Why Tape Backups Are Obsolete in Todays Schools

By: Chris Schutte

Most schools use tape to backup their important data. Tape is a form of magnetic media in a linear form, similar to VHS tape. It is not very quick or inexpensive, and is not extremely reliable. In the past though, it was just about the only form of removable media that had the capacity to hold an entire network's data.

To keep things reliable tapes need to be alternated in a rotation and then replaced about once per year. This costs quite a bit of money just for the media, not to mention the extreme prices for the drives themselves.

Tape drives are also very slow, and constantly need to be tested and monitored to make sure that they are really backing up and that the backups actually work.

I have seen many cases with servers going down and the tapes being corrupt.

Today, there are many different forms of removable media. If you have purchased a hard drive or a flash memory stick in the last few months you have probably noticed that the cost of these devices has dropped significantly.

I recommend using external hard drives for backup. A 200GB drive can be purchased for about $200.00. This is by far cheaper than tape. By using a rotation of multiple external hard drives you get a form of backup that is much faster than tape and can be taken off-site. The backups can be checked by just browsing the drive, similar to browsing your C: drive.

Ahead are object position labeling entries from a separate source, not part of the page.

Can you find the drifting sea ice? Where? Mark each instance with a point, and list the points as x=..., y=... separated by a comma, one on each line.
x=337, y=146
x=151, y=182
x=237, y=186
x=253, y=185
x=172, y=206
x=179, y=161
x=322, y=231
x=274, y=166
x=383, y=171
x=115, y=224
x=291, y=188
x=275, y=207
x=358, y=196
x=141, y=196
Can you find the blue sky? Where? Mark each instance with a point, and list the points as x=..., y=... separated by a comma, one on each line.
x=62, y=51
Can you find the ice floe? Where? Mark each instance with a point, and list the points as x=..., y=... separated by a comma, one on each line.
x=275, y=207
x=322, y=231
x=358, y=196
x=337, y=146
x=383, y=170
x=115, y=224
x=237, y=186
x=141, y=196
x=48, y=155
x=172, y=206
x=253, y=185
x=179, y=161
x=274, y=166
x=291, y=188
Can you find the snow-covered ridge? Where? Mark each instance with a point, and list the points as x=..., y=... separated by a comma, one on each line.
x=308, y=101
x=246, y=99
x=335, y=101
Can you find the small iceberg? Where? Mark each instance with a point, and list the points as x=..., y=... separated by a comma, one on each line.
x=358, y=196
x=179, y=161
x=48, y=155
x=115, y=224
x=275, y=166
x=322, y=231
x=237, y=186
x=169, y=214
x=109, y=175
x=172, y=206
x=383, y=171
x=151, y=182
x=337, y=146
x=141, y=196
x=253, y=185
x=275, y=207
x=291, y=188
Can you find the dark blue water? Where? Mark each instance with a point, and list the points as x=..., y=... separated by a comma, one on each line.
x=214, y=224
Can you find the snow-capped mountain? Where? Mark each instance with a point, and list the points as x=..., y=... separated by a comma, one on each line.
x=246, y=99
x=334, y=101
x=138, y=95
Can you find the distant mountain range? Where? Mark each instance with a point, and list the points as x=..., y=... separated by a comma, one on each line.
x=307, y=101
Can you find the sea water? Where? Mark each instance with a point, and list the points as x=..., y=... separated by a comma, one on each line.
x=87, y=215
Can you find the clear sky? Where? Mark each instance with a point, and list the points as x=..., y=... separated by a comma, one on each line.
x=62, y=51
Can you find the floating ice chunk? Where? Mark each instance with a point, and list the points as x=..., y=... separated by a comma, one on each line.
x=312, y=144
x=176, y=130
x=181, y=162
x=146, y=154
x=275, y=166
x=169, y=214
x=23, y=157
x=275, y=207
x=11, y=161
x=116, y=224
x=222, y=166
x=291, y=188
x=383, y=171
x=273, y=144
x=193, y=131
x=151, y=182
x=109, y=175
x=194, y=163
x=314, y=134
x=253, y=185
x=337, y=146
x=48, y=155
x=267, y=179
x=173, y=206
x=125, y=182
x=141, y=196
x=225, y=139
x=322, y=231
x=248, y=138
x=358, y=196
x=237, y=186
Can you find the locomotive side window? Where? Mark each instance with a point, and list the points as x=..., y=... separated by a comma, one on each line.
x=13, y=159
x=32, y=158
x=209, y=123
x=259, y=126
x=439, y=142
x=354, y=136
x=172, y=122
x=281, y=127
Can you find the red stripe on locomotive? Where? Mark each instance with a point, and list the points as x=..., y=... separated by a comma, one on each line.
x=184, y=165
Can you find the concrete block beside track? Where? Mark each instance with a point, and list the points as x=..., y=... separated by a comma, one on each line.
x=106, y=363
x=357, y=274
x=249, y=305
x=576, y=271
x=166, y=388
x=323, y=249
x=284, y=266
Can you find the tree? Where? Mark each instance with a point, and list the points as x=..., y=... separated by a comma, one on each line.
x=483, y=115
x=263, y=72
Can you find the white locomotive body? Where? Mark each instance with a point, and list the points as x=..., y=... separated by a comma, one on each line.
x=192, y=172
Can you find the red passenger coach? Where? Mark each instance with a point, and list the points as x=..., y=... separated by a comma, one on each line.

External hard drives work with most backup software, and some drives even come with their own. Switching from a tape based system to a drive based system normally requires very little modification to your current system.

In summary, external drives are faster, easier to verify, and much cheaper than tape. When it comes time to upgrade your schools data backup system do a comparison between tape and external hard drives. I think you will see that unless tape drive manufacturers makes some big changes they are quickly on their way to becoming obsolete in the school market.